Скоро в нашу молодежную семью вошли два новых человека: Аполлон Горев, сын известного актера Федора Горева, и молодой болгарин Стефан Киров, ставший потом знаменитым актером у себя на родине. Хочется сказать несколько слов об Аполлоне Гореве, чью блистательно начавшуюся артистическую карьеру оборвала ранняя смерть. У него был чудесный голос; отец готовил его к карьере оперного певца, но сам он мечтал стать драматическим актером и с этим пришел в Художественный театр. Голос, обаяние, легко возбудимый темперамент сразу привлекли к нему внимание Константина Сергеевича. В театре разнесся слух, что он собирается поручить Гореву роль Хлестакова в «Ревизоре». Я подружилась с Горевым, да и вся молодежь приняла его очень сердечно. Всегда веселый, по-детски легкомысленный, беспечный, он быстро стал душой нашей компании. Когда дело касалось каких-нибудь шуток, выдумок, изобретательность его была поистине неистощима.

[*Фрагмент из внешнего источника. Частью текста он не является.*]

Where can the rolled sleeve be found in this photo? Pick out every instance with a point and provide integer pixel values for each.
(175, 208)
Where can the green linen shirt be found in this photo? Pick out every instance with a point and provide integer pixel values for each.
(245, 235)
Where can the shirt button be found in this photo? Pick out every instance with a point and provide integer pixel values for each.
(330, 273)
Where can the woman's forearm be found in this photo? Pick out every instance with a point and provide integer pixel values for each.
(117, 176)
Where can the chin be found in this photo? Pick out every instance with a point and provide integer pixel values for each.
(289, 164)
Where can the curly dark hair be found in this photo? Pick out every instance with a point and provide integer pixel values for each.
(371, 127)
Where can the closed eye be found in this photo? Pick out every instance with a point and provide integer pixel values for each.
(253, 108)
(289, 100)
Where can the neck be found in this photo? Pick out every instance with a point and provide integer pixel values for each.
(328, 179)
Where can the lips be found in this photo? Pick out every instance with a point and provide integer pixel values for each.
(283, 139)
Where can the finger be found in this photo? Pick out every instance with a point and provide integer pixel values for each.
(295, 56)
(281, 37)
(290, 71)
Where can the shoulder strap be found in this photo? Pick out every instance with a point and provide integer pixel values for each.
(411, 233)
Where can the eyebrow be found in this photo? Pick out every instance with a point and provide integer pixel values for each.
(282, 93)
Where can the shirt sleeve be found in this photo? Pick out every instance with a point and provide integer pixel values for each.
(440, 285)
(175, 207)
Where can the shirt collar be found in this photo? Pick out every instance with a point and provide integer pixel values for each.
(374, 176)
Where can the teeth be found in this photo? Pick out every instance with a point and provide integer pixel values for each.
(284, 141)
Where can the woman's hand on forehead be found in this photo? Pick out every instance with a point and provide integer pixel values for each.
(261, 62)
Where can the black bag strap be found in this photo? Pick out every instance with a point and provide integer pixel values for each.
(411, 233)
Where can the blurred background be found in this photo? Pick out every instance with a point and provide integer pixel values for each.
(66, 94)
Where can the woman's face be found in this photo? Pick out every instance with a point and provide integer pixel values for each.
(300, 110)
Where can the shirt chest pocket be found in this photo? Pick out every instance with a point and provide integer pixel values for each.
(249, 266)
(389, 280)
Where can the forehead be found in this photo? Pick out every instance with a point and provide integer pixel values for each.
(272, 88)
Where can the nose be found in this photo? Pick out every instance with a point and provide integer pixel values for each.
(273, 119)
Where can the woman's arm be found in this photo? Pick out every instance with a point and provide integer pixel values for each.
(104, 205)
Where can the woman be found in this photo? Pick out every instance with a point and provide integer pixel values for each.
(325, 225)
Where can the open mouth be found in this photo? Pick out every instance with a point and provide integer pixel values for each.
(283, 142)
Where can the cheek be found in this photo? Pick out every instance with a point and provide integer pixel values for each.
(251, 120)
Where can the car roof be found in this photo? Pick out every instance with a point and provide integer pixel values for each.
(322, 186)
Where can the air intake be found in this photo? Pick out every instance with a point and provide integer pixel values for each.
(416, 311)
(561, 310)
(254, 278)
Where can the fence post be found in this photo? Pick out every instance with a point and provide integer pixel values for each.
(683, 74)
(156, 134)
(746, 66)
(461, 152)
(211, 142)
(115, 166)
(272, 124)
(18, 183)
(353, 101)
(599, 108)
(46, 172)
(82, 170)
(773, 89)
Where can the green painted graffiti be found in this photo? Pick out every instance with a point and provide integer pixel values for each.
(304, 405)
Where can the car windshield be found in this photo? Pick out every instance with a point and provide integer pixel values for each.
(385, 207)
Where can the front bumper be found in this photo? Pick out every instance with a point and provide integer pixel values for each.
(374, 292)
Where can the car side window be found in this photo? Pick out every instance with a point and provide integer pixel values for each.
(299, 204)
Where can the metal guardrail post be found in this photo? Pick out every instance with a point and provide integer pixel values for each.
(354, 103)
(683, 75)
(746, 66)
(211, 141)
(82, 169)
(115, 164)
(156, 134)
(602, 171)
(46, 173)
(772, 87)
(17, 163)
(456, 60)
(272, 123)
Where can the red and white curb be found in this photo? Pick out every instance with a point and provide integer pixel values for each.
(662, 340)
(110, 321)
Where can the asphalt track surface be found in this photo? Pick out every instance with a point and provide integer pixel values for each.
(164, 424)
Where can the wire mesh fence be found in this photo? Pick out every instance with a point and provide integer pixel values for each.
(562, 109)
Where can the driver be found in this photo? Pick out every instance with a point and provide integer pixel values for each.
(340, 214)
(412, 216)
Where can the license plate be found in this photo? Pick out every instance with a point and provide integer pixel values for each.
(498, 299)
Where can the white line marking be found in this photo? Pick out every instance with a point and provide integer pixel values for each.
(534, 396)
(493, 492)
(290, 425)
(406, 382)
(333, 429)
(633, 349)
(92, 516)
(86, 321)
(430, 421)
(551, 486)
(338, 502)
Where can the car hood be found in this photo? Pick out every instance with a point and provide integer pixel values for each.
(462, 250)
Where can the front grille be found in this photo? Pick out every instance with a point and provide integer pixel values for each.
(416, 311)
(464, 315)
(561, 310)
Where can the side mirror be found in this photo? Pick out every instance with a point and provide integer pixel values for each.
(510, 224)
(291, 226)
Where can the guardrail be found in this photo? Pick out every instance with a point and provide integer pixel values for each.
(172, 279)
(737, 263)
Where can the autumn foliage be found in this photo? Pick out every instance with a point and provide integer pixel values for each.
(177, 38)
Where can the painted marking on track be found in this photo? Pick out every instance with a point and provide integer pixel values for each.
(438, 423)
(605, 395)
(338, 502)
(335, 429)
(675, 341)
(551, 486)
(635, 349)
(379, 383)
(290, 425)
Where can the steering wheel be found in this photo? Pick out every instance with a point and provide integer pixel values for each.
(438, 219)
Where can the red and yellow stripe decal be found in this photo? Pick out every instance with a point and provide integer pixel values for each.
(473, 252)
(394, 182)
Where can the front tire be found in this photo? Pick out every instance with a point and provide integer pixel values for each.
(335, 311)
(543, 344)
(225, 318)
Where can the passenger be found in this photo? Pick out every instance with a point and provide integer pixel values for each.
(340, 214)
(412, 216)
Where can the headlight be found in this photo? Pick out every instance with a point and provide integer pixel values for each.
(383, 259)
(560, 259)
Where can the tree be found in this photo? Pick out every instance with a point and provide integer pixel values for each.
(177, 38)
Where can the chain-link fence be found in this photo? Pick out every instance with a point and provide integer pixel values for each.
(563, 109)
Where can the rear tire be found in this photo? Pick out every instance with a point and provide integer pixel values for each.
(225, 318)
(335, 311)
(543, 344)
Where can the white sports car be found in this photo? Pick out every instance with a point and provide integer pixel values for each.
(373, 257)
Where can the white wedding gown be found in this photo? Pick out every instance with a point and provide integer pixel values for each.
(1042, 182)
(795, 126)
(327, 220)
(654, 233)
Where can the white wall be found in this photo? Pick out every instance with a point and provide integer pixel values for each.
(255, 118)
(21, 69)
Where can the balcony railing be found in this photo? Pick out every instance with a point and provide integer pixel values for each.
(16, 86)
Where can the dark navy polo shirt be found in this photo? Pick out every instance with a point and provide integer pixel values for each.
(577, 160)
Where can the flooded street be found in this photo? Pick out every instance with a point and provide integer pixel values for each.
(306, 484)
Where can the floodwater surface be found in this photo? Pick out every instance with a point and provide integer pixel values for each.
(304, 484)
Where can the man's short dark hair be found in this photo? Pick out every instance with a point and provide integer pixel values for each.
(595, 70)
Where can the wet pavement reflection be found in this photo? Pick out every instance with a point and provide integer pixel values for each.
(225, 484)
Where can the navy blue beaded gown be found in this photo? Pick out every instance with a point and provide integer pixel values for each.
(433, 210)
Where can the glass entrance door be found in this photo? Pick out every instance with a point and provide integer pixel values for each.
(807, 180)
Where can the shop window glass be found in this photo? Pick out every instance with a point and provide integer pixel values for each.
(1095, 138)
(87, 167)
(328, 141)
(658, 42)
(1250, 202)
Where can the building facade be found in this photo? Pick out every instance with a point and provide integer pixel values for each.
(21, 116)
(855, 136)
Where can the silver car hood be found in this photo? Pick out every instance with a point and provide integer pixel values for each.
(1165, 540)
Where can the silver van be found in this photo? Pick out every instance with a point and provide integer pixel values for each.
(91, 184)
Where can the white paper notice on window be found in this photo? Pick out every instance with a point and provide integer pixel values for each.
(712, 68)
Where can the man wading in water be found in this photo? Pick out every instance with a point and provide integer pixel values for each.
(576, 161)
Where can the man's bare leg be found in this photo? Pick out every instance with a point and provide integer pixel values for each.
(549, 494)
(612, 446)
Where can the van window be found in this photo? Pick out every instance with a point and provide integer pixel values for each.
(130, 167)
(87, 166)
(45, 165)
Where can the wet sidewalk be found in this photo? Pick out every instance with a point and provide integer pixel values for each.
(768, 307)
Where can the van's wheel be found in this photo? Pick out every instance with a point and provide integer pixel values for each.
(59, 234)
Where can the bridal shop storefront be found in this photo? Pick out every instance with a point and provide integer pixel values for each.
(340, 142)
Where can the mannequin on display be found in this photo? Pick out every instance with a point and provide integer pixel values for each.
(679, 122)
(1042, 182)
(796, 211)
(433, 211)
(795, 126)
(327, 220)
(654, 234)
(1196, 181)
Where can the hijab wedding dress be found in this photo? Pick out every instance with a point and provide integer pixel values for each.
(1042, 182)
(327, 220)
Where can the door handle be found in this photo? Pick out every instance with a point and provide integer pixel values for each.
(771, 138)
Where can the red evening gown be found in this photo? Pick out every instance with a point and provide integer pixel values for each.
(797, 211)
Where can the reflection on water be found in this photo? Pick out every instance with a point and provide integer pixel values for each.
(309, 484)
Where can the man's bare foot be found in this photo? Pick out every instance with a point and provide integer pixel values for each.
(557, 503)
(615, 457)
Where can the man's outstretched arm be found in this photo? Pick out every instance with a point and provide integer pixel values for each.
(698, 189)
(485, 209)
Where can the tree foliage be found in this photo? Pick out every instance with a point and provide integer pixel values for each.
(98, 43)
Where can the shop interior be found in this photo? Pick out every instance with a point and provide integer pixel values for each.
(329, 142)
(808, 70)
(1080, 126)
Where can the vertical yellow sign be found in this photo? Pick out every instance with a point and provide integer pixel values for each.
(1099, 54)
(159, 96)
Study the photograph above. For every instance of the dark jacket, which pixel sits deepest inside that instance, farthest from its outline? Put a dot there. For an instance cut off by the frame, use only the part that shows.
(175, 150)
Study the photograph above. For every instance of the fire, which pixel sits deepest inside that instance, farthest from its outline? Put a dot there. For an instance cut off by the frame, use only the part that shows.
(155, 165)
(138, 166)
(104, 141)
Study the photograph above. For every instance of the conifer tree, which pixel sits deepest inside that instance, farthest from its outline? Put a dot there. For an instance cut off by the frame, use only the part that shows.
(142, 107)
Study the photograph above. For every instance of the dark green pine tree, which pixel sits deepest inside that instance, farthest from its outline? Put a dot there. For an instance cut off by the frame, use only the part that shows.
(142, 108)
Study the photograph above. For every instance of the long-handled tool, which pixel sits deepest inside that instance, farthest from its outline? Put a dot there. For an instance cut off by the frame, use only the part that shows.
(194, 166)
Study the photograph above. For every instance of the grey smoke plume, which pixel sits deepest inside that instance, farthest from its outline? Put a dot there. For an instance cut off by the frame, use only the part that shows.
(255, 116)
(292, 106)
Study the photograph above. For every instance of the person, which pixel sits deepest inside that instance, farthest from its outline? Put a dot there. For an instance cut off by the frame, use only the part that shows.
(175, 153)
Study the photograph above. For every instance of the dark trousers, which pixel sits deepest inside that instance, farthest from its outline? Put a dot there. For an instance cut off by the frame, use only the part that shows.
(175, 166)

Однажды он огорошил меня вопросом:

— Алиса, хотите сыграть Джульетту?

Я сказала, что, насколько я знаю, Константин Сергеевич собирается дать мне и ему в работу сцену Лаэрта и Офелии.

— Бог с ним, с Шекспиром, — засмеялся Горев, — пусть себе спит спокойно. Мы с вами сыграем «Ромео и Джульетту» — любовный водевиль в одном действии.

И он с увлечением рассказал мне свой план, по которому мы с ним, недолго думая, разыграли любовный водевиль. В четыре часа дня, когда в Большом, Малом и Художественном театрах заканчивались репетиции, актеры имели обыкновение прогуливаться по Петровке и Кузнецкому мосту, обмениваясь свежими новостями. В это время Горев брал извозчика, мы усаживались в сани, он, нежно склонившись к моему плечу, обнимал меня за талию, я отвечала ему томными улыбками, и мы за двугривенный два или три раза проезжали по Петровке и Кузнецкому из конца в конец. В этом любовном водевиле, по мнению Горева, большую роль играла легкая синяя вуаль, которую я по его настоянию прикалывала к своей меховой шапочке. Он уверял, что развевающаяся по ветру вуаль придает женщине шик и выглядит вызывающе. Наша выдумка имела успех, мы повторяли ее еще и еще. Скоро в театре заговорили о нашем романе, а мы, на глазах у всех обмениваясь нежными взглядами, от души забавлялись этой игрой. Когда Художественный театр приехал на гастроли в Петербург, мы с Горевым часто ходили в летние сады на симфонические концерты. Денег у нас было очень мало, и я всегда восхищалась тем, с каким изяществом Горев, купив один билет на двоих, проводил меня с собой. Он держался с такой обаятельной непринужденностью, был так элегантен, что билетеры просто не решались спросить, есть ли билет у его дамы. Хорошо зная город, он в первый же день с самым серьезным видом предупредил меня, чтобы я не вздумала ходить в дешевенькие ресторанчики, где обычно кормились приезжие актеры.

— Там душно и пахнет щами. Я покажу вам место, где можно чудно пообедать. Пойдемте со мной, — предложил он.

На Невском мы спустились в какой-то подвальчик и, к моему удивлению, очутились в кафе. Выбрав столик, Горев заказал кофе, сладкие булочки и пирожные. Когда я спросила, где же обед, он очень удивился и наставительно пояснил мне, что кофе насыщает не меньше, чем щи, но гораздо вкуснее, а пирожные со сбитыми сливками — достопримечательность этого кафе — сытнее, чем голубцы или макароны.